The Algebra, Combinatorics, Geometry, and Topology (ACGT) Seminar meets on Tuesdays at 12:45-2:00pm in Room 164 of the Adel Mathematics Building. If you are interested/willing to give a talk, please contact Dana C. Ernst or Michael Falk, ACGT Co-coordinators.

# Schedule Spring 2018

Note that talks are listed in reverse chronological order.

## Weak maps of matroids and higher resonance IV

Date: 4/10/18

Speaker: Mike Falk (NAU)

## Weak maps of matroids and higher resonance III

Date: 4/3/18

Speaker: Mike Falk (NAU)

Abstract: I’ll define weak maps of matroids and Orlik-Solomon algebras, I’ll construct a weak map of the braid matroid based on a representation via bit strings, and examine the consequences for higher resonance in the braid arrangement. This talk is independent of the previous parts.

## Weak maps of matroids and higher resonance II

Date: 3/27/18

Speaker: Mike Falk (NAU)

Abstract: I’ll recap part I, in which the various aspects of degree-one resonance were surveyed. Then I’ll define weak maps of matroids, and construct a weak map of the braid matroid based on a representation via bit strings, and examine the consequences for higher resonance in the braid arrangement. This talk is independent of part I.

## Error-correcting codes

Date: 3/13/18

Speaker: Noah Aydin (Kenyon College)

Abstract: One of the most important and challenging problems in coding theory is to construct codes with good parameters. A promising and fruitful approach has been to focus on the class of quasi-twisted (QT) codes which includes cyclic and constacyclic codes as a special case. In this talk, we will discuss some recent results, both computational and theoretical, related to QT codes. Although constacyclic codes and QT codes have been the subject of numerous studies and computer searches over the last few decades, we have been able to discover a new fundamental result about the structure of constacyclic codes which was instrumental in our comprehensive search method for new QT codes. We also introduce a generalization of QT codes that we call multi-twisted (MT) codes and prove a number of facts about them. Finally, we will briefly mention some recent work on codes over various rings.

### Modules, fields of definition, and the Culler-Shalen norm

Date: 3/6/18

Speaker: Charlie Katerba (Montana State University)

### Weak maps of matroids and higher resonance I

Date: 2/27/18

Speaker: Mike Falk (NAU)

### Structure of braid graphs for reduced words in Coxeter groups

Dates: 2/13/18, 2/21/18

Speaker: Dana Ernst (NAU)

Abstract: Every element $w$ of a Coxeter group $W$ can be written as an expression in the generators, and if the number of generators in an expression (including multiplicity) is minimal, we say that the expression is reduced. Every pair of reduced expressions for the same group element are related by a sequence of commutations and so-called braid moves.
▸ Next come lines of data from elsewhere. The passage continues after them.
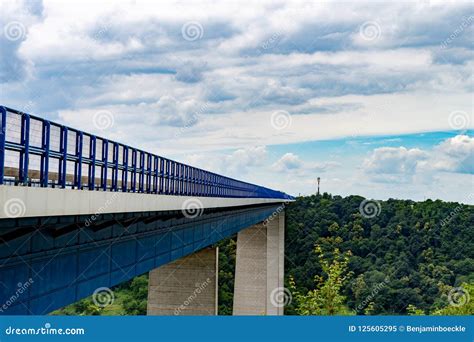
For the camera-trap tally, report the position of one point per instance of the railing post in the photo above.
(105, 156)
(141, 179)
(125, 171)
(148, 176)
(115, 170)
(134, 174)
(79, 141)
(3, 133)
(162, 175)
(92, 154)
(155, 175)
(25, 143)
(44, 170)
(63, 161)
We say that two reduced expressions are braid equivalent if they are related by a sequence of braid moves. Given a reduced expression $\overline{w}$ for a group element $w$, we can form the corresponding braid graph whose vertices are the reduced expressions that are braid equivalent to $\overline{w}$ and two reduced expressions are connected by an edge if there is a single braid move that converts one reduced expression into the other. In this talk, we will describe the overall structure of braid graphs for reduced expressions in Coxeter groups of type $A$ and $B$ in terms of products of graphs.
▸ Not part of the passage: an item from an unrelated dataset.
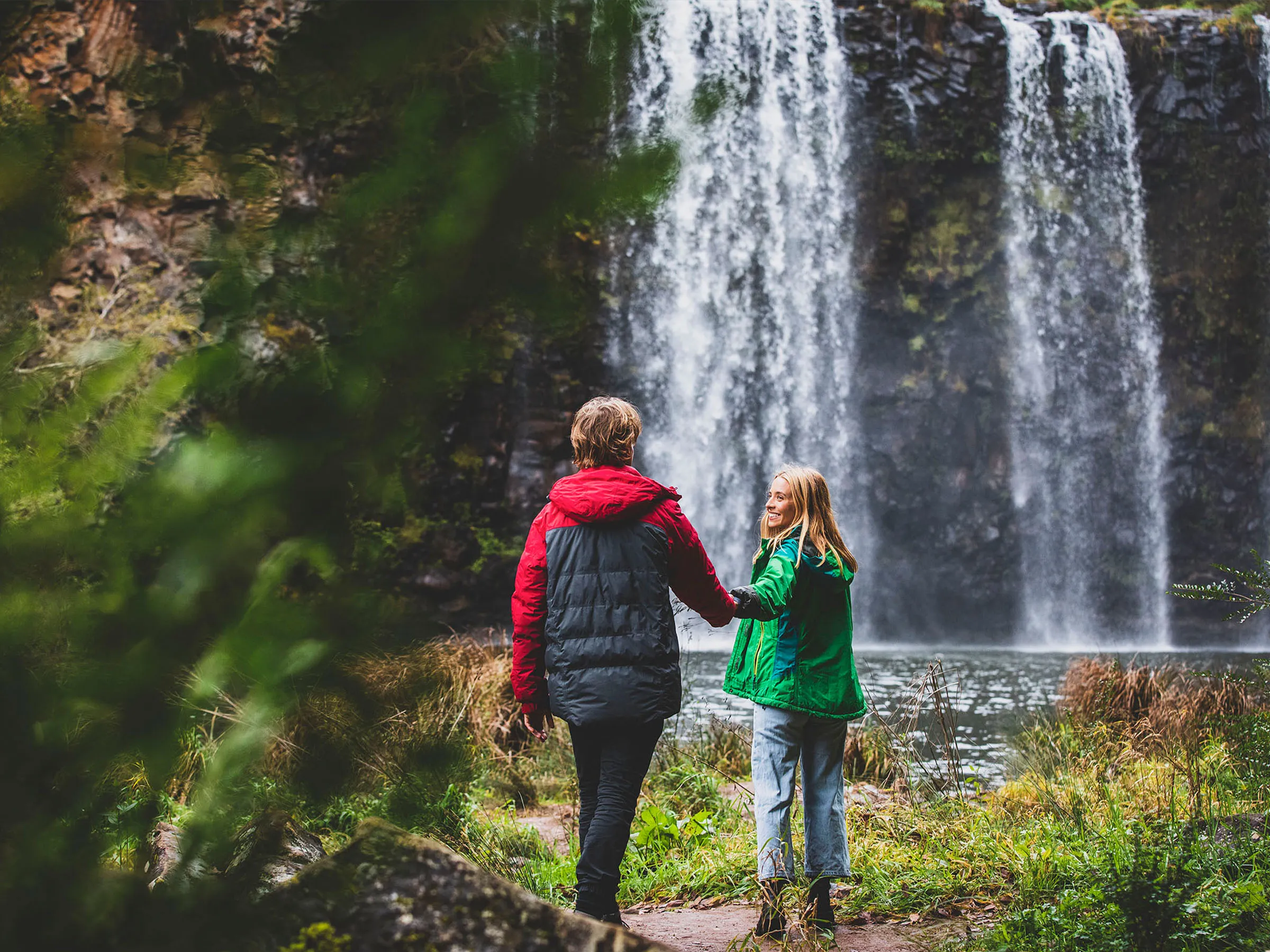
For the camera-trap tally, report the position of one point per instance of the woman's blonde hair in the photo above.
(813, 518)
(604, 433)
### A taxonomy of quadrilaterals

Date: 1/30/18

Speaker: Jim Swift (NAU)

### An introduction to the theory of square-free monomial ideals and Stanley-Reisner rings

Speaker: Mike Falk (NAU)

Date: 1/23/18

Abstract: A square-free monomial ideal is an ideal in a multi-variable polynomial ring that is generated by monomials with no repeated factors. These naturally correspond to abstract simplicial complexes, and their algebraic structure is intimately connected to the combinatorial structure of the associated complex. For instance, they were originally used to characterize the face vectors of simplicial polytopes with rational vertices. I will define the relevant concepts, display some examples, and sketch the associated homological algebra and combinatorics.